By now, you know Pamela Sheldon Johns, right? She's the American author of a whole shelf of Italian cookbooks who settled in Tuscany over ten years ago after she and her husband, an artist, bought an olive grove outside Montepulciano. Johns turned the guest house into a B & B, Poggio Etrusco, and began teaching cooking classes to groups of American visitors.
Her latest book, enthusiastically reviewed on Cornichon last month, is titled Cucina Povera. Unlike books filled with fancy recipes and exotic ingredients, it celebrates (if that's the right word) the simplest preparations, the cuisine of privation.
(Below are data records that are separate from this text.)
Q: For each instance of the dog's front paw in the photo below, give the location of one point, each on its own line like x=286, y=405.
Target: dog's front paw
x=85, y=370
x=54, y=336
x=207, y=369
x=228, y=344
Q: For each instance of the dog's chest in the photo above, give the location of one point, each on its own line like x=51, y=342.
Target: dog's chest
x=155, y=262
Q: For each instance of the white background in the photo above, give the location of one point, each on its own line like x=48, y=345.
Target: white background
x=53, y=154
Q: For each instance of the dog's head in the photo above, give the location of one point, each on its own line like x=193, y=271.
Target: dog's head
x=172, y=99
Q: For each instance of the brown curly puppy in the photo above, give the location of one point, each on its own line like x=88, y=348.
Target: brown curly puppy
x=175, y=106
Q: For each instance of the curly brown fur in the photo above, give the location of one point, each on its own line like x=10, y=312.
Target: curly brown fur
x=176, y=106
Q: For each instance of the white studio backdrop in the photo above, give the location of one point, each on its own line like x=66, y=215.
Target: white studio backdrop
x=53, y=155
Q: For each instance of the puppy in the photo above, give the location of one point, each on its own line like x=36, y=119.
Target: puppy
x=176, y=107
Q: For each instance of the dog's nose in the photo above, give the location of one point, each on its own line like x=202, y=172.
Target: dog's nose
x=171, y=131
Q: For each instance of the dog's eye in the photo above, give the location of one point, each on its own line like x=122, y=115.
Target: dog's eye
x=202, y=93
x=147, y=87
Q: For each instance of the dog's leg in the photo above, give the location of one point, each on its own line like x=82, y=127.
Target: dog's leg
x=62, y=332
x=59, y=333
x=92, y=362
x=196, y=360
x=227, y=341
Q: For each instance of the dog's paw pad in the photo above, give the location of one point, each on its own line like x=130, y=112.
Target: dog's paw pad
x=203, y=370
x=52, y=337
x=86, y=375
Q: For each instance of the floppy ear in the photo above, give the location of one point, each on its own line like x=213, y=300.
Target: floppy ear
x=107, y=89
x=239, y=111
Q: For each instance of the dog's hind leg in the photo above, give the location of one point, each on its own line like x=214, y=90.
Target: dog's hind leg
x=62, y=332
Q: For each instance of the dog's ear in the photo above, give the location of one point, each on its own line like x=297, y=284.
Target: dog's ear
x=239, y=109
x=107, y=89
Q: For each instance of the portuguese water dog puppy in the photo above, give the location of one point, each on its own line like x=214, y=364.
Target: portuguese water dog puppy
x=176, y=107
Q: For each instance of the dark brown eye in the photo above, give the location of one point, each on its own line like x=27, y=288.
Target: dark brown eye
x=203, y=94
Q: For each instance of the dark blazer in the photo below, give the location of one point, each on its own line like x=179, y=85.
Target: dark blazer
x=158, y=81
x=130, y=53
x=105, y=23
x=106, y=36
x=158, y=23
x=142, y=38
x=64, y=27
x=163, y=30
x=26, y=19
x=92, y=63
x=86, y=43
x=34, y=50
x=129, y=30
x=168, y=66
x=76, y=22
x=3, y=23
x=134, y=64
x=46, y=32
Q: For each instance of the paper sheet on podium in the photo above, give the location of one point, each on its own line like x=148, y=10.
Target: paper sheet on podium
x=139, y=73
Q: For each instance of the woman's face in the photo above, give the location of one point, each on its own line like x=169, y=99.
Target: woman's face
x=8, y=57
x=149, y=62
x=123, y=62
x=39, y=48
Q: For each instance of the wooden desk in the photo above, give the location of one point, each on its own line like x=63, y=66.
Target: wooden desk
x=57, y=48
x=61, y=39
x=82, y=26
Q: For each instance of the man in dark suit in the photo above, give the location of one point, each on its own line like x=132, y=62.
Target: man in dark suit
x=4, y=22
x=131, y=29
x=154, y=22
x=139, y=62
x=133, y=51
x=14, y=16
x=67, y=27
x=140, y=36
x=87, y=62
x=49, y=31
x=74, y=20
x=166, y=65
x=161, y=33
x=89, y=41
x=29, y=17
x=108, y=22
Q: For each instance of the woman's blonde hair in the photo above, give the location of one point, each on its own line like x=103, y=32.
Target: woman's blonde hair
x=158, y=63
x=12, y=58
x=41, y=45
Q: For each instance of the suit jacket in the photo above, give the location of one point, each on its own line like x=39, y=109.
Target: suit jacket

TheTuscan philosophy is exemplified by the successive uses of its basic vegetable soup, minestra di verdure. Gently sweat a sofrito of onions, carrots and celery in a bit of olive oil. One by one, add vegetables, from hard to soft: cavolo nero (dark kale, also called locinato), potatoes, broccoli stems, chopped stems of mustard greens, zucchini, the green leaves, eventually some roughly chopped canned tomatoes and cooked cannelini. Don't add liquid until the very end. Specific vegetables aren't as important as balance: sweet (herbs like parsely and celery), aromatic (thyme, fennel) and bitter (mustard greens).
The first day you have the minestra di verdura, your baseline vegetable soup, drizzled just before serving with extra virgin olive oil. The second day, you slice up your old, dried bread and layer it with the soup, and it becomes a minestra di pane. Tuscan bread is made without salt, so it dries out quickly. If you make this dish at home, you'll need to dry out your bread in a warm oven.
The third day, you add a bit more liquid and a bit more bread and bake it in the oven. That's minestra di pane al forno. It's the very incarnation of a country dish, flavorful and belly-filling, made from nothing, feeding both body and soul for days on end.
And on the fourth day, you take the leftover baked soup out of the pot, brown it in a skillet and eat it with a knife and fork. This is the ultimate ribollita, "recooked" vegetable stew.
Johns got as far as the "bread soup" stage at a two-hour cooking class last week at Diane's Market Kitchen in downtown Seattle. "You have so much more here in the Northwest than we do in Italy," Johns told her students, referring to the abundance of the farmers markets. It would have been unimaginable to the Tuscans she wrote about in Cucina Povera, who scraped by on nothing. And yet, they would agree with what the cobbler in Montepulciano said, "We were better off when we were worse off."